Ils ont profité de deux coups de pied arrêtés pour s'emparer des trois points, sur leur seule occasion nette de la première période, un corner de Wendel repris de la tête par Fernando au ras du premier poteau (34), puis un coup franc de Gourcuff remis de la tête par Chamakh sur Wendel (80).

Gourcuff terne
A leur décharge, Auxerre a confirmé ses bonnes dispositions actuelles (16 points pris sur 24 possibles) en affichant plus d'envie dans les jaillissements, les duels et la construction.

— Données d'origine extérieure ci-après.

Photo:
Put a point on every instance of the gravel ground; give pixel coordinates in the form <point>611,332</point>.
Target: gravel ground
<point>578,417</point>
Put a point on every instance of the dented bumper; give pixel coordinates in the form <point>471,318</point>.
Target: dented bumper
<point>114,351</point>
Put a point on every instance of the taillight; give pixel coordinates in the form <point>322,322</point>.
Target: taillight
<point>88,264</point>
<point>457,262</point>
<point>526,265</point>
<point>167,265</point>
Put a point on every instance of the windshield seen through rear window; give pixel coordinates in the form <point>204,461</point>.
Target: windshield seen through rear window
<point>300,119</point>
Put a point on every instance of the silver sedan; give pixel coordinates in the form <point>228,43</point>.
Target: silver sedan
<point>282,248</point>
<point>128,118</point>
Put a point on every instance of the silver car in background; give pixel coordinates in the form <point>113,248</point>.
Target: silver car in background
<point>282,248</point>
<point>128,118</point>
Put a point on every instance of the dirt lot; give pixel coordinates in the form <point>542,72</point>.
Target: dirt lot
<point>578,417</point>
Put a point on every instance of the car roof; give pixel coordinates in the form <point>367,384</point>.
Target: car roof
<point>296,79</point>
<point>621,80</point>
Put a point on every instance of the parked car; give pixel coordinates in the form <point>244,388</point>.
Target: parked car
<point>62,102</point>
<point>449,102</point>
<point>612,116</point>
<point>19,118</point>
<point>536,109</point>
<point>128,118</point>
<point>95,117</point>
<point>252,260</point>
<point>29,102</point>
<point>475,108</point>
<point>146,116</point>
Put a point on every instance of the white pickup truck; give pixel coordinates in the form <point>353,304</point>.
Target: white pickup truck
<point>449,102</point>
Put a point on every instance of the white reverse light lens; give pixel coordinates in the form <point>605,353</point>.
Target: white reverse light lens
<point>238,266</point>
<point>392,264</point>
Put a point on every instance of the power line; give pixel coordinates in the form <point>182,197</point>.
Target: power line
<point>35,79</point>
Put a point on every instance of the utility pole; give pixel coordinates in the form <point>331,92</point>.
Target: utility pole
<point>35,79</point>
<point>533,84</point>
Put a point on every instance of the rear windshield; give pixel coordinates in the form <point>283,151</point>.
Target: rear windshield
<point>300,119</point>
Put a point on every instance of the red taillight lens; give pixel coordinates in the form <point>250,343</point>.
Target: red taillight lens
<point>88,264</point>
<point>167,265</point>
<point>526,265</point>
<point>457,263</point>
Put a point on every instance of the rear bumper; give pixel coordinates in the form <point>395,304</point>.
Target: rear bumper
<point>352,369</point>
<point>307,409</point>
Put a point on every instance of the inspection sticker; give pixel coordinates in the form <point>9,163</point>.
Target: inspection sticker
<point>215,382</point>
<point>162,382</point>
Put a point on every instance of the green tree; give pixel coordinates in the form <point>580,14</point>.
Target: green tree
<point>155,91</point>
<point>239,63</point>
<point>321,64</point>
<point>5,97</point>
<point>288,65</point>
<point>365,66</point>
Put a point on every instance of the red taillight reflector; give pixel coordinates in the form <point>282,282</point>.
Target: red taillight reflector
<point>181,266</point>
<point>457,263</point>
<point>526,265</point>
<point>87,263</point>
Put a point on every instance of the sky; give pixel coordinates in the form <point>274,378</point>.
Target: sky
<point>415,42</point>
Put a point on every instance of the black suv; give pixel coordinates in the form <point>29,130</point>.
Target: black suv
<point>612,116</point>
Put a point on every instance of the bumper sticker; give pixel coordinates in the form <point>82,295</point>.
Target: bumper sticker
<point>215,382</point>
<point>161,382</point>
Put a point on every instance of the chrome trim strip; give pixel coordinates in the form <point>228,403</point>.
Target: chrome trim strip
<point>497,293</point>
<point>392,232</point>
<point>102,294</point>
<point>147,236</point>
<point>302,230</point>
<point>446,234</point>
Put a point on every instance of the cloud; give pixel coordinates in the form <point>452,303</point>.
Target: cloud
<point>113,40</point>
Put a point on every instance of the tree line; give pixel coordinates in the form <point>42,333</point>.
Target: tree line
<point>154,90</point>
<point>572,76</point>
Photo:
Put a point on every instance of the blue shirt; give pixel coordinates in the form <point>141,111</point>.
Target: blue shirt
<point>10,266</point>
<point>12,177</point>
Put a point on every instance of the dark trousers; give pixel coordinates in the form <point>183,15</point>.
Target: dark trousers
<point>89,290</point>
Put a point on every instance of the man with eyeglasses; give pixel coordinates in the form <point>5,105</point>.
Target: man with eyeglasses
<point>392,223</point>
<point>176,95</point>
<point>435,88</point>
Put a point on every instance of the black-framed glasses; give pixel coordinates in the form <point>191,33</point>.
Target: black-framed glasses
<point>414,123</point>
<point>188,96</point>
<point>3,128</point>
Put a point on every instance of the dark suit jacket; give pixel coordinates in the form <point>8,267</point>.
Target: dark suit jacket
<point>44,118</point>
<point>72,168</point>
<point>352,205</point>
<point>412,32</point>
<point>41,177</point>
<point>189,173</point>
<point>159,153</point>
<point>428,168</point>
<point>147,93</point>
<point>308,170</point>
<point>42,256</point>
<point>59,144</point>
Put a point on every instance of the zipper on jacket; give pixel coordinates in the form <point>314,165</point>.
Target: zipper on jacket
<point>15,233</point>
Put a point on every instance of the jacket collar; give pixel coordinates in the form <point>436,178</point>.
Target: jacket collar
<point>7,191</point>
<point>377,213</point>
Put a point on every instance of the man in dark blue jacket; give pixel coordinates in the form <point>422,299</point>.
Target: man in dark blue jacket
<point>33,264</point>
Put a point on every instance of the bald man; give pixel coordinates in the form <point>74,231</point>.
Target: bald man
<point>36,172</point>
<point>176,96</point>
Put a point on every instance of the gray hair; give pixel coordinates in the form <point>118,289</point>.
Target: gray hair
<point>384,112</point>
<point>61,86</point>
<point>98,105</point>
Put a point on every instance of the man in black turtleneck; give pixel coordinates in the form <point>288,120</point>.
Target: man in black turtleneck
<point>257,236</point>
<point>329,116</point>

Les principales occasions étaient d'ailleurs bourguignonnes, comme l'incroyable loupé de Kahlenberg, qui, isolé à gauche tirait sur Ramé à bout portant (11), ou la tête trop décroisée de Birsa (52).

Prises de balle approximatives, passes dans le vide, certes sous une pluie battante, les Bordelais ont fait étalage de carences techniques, à l'image de Gourcuff, toujours en méforme. Son coup franc à l'origine du second but n'efface pas une prestation terne.

Chamakh a moins démérité, par son sens du combat et ses appels, rarement récompensés, contrairement à Gouffran, préféré à Bellion en attaque et transparent. L'histoire aurait été différente pour lui si, idéalement placé côté droit, il n'avait expédié sa frappe au-dessus du cadre (75).

Fernando a pesé, Wendel beaucoup moins même si son bilan sort du rouge grâce à ses deux actions décisives. Surtout, Bordeaux peut remercier Diarra et Diawara dans le rideau défensif, impressionnants par leur placement et leurs anticipations.